All the assets share the same core physics solver, and the same philosophy: everything (cloth, fluids, ropes...) is made out of particles, which are small lumps of matter that relate to each other trough the use of constraints. However, most often there's no use for a unified physics engine in games. So instead of having a single, very expensive asset that can simulate all of the above, we split Obi in multiple smaller assets. This way you only pay for what you need, and it is still possible to use all assets together if you own them all.
Simply restart Unity. Sometimes, Unity fails to load new native libraries upon importing them. The only way to force a reload is to restart Unity.

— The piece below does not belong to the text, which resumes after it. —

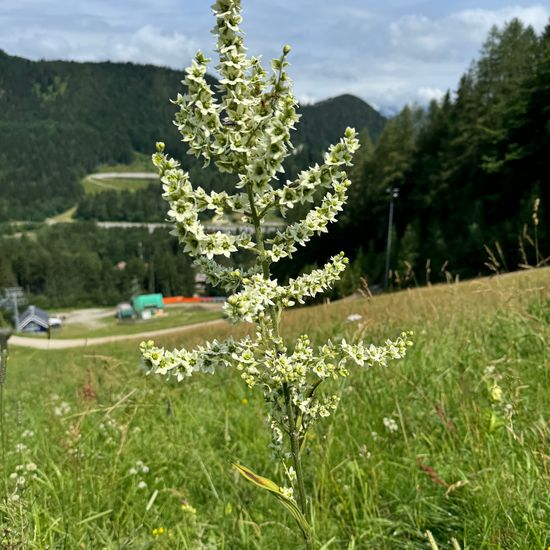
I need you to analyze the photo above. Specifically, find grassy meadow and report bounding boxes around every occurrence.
[0,269,550,550]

It depends on what your goals are. If you want to make something more complex than a simple flag or a water faucet, most likely the answer is no. Obi is a powerful, complex system. If it makes sense for a particular parameter to be exposed to the user, Obi does expose it. No compromises were made in its design to trade flexibility for ease of use. A lot of effort was put into making it 'as simple as possible, but not simpler'.
The good news is that if you devote enough time to it, it will pay off. Also it will help you grasp a lot of essential simulation concepts that can be easily transferred to other physics simulators. And you'll wonder why these other simulators impose so many artificial limits on what you can do with them.
No. The core physics solver runs 100% in the CPU. Only rendering is done using the GPU.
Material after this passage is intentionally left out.